Conformationally constrained formyl methionyl tripeptides: structure-function study of analogs containing alpha,beta-dehydrophenylalanine and dehydroleucine

Abstract

In order to probe the role of peptide backbone conformation on the biological activity of chemotactic peptides through conformationally constrained peptides, we synthesized the following three analogs of N-formyl-Met-Leu-Phe-OH (fMLF) containing dehydrophenylalanine (delta ZPhe) and dehydroleucine (delta ZLeu): formyl-Met-delta ZPhe-Phe-OCH3 (1), formyl-Met-delta ZLeu-Phe-OCH3 (2) and formyl-Met-delta ZPhe-delta ZPhe-OCH3 (3) and studied their conformational behavior in solution by 1H NMR and IR spectroscopy. The conformation of (1) was also examined by x-ray diffraction methods. Biological activity of these analogs was assessed for their ability to induce the release of beta-glucosaminidase from rabbit neutrophils. In addition, the chemotactic activity of analog (2) was also determined. We found that, in the solid state, (1) favors a type II beta-turn structure, stabilized by a 4-->1 intramolecular hydrogen bond. A similar structure was reported recently for (2) also. 1H NMR studies in solution suggest that the Phe NH is solvent shielded in both (1) and (2) and that a major population of peptide molecule exists in an intramolecular hydrogen bond stabilized type II beta-turn conformation.

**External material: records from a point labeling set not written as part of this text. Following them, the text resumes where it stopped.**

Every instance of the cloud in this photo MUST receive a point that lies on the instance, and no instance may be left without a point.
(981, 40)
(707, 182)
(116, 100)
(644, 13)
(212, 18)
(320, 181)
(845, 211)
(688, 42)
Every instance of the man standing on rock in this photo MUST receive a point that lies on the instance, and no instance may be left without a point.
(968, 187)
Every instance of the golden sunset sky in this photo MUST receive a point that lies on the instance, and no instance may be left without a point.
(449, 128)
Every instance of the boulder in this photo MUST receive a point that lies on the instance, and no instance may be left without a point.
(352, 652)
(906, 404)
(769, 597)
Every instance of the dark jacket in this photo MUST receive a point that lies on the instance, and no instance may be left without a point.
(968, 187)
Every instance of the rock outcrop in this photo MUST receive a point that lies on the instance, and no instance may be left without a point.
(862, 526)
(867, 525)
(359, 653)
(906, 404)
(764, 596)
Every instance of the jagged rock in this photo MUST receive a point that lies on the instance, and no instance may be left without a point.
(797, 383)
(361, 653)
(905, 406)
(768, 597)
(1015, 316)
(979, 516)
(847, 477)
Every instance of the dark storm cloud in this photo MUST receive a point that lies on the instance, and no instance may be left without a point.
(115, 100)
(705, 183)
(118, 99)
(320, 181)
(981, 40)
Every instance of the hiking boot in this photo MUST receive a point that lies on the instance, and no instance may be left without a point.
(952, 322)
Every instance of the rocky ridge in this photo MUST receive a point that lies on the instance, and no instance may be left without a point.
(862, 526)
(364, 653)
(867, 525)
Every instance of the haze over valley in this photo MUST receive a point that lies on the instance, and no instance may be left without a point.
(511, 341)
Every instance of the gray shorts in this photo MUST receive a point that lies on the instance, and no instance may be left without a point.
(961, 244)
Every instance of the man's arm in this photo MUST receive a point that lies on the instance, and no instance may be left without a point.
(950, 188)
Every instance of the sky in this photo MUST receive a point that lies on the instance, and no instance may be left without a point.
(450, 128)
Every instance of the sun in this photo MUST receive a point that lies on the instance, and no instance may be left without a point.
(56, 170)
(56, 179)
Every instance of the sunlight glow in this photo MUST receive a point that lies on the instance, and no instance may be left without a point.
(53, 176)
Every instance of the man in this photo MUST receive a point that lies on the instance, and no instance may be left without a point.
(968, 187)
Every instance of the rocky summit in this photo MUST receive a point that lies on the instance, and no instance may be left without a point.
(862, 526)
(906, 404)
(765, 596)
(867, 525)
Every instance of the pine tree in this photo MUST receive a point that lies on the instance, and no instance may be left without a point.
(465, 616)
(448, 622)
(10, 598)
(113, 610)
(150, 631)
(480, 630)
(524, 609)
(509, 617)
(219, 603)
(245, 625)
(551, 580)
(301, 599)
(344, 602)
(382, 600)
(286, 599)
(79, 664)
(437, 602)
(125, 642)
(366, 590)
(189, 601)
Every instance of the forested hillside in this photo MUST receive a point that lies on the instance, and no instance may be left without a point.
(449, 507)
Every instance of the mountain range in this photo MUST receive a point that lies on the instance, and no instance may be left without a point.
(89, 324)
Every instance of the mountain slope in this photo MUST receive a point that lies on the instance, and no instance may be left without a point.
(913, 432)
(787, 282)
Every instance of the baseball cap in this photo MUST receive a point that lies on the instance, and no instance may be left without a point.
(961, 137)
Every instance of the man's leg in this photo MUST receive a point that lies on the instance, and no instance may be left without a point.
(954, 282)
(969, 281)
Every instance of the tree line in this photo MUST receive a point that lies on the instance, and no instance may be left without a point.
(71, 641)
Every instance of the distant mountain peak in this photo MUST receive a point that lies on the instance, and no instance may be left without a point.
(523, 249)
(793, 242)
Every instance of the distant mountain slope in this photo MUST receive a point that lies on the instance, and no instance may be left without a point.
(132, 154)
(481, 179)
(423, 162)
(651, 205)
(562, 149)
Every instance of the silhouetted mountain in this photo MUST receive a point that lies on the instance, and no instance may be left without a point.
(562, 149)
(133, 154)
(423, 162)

None of the NH groups in (3) and another analog, formyl-Met-Phe-Phe-OCH3 (4), appear solvent shielded, favoring an extended structure for these analogs. Analogs (2) and (4) are highly active indicating that both extended and beta-turn backbone conformations may be compatible with high activity and that the phenylalanine ring in the middle position is well accepted. Highly reduced activities of (1) and (3) suggest that delta ZPhe residue in position 2, irrespective of the preferred peptide backbone conformation, is not acceptable for high bioactivity. These results suggest that an induced fit mechanism may possibly be the most relevant one, but the nature and the topography of the side chains, particularly the middle residue, may be crucial for appropriate receptor ligand interactions.